UBC Theses and Dissertations
Does high risk equal high cost? : a costing analysis of kidney transplantation in older patients Kadatz, Matthew James
Older patients with end-stage kidney disease have more comorbidities which can lead to complications following kidney transplantation and are more likely to receive a lower quality donor kidney. This analysis evaluates the association of donor kidney quality and recipient characteristics on health care costs in older kidney transplant recipients. The United States Renal Data Service database was used to establish a cohort of Medicare insured older individuals waitlisted for transplantation. Medicare payment data was used to determine the annual costs of care for patients from the perspective of Medicare as the health care payer. Generalized linear regression models were used to estimate the association between donor kidney quality and recipient comorbidities on cost pre- and post-transplantation. The mean cost of the first year of transplant ($99,115, 95% CI: $97,287 - $100,943) was higher than the average cost of dialysis in older patients ($92,283, 95% CI: $91,279 – $93,287), while subsequent years were lower cost ($32,341, 95% CI: $31,176 - $33,507). Lower donor quality, history of congestive heart failure, history of myocardial infarction, diabetes as the cause of kidney disease, and obesity were associated with increased incremental costs, and the association of these characteristics with cost varied over time following transplantation. The incremental cost associated with lower donor quality, age, history of myocardial infarction and history of congestive heart failure was highest in the first year following transplantation.
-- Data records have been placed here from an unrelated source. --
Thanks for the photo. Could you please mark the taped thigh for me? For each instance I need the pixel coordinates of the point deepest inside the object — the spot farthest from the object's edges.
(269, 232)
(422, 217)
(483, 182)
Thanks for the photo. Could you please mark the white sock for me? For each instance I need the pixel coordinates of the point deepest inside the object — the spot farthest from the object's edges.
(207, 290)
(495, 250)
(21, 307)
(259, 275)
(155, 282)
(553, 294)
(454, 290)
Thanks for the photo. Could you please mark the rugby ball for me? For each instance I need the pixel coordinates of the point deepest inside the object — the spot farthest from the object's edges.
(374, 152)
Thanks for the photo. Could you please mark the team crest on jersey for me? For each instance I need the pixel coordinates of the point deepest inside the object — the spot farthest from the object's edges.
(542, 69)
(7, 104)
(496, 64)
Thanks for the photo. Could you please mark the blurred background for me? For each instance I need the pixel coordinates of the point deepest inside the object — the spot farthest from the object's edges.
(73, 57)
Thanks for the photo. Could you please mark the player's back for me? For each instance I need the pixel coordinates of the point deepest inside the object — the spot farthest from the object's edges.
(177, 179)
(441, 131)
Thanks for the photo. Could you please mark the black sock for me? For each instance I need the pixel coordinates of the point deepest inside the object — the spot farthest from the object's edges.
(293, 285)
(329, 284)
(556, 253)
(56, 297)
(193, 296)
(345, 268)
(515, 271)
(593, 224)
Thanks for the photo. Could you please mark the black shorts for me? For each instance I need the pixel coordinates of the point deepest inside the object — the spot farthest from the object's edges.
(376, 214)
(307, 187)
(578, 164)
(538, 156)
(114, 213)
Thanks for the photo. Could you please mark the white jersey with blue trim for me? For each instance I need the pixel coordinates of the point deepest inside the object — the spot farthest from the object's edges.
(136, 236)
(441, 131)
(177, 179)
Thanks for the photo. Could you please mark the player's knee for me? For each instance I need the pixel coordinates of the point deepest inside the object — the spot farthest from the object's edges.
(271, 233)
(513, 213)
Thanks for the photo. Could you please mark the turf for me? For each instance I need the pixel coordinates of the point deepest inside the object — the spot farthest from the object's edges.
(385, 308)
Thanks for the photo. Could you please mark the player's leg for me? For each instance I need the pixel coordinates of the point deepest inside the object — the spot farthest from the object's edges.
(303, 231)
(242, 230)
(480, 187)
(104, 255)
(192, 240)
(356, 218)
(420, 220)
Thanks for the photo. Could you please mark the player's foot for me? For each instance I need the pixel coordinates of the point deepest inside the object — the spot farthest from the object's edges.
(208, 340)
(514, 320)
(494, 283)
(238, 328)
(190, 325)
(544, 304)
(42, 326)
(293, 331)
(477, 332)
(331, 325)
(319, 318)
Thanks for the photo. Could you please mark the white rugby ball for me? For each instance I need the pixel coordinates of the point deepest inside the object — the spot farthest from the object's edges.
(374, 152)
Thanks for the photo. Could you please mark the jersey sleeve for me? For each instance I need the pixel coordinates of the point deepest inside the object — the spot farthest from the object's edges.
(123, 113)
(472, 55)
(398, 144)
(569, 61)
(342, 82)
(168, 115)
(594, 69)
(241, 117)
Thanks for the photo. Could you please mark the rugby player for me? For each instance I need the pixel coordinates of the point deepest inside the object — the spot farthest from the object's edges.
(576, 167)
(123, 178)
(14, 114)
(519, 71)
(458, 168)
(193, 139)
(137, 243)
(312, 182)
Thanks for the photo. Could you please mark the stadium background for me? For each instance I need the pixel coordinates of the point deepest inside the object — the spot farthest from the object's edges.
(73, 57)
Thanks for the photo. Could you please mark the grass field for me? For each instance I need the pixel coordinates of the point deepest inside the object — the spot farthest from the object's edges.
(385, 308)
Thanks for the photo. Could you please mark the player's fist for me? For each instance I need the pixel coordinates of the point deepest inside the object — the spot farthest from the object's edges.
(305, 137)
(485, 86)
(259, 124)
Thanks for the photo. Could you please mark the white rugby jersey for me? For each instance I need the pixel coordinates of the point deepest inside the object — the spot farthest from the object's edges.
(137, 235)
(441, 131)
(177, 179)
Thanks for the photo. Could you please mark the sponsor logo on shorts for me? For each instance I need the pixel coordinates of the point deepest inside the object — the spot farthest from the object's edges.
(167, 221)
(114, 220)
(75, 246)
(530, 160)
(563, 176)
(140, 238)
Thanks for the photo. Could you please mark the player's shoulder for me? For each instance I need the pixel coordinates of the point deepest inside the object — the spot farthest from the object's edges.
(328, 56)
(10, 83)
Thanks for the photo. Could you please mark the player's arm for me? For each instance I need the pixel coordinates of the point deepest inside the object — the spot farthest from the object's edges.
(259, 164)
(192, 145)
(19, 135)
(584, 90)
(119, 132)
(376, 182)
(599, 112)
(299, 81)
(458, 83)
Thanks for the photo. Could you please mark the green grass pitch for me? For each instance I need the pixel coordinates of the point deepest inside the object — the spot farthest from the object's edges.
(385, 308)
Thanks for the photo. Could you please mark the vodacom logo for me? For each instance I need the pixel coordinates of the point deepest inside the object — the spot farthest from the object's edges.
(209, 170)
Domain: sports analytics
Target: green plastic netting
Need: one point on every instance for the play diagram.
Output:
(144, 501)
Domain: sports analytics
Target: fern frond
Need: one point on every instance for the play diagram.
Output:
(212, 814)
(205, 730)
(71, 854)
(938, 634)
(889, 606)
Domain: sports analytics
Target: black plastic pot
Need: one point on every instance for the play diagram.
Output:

Kidney transplantation may cost less than dialysis for older individuals that survive with kidney functions beyond the first year of transplantation. Patient and donor characteristics substantially impact the cost in older transplanted patients. A detailed cost-effectiveness analysis of kidney transplantation, which incorporates the risk of death and variation in outcomes with comorbidities in elderly patients, is warranted to guide optimal use of finite health care resources.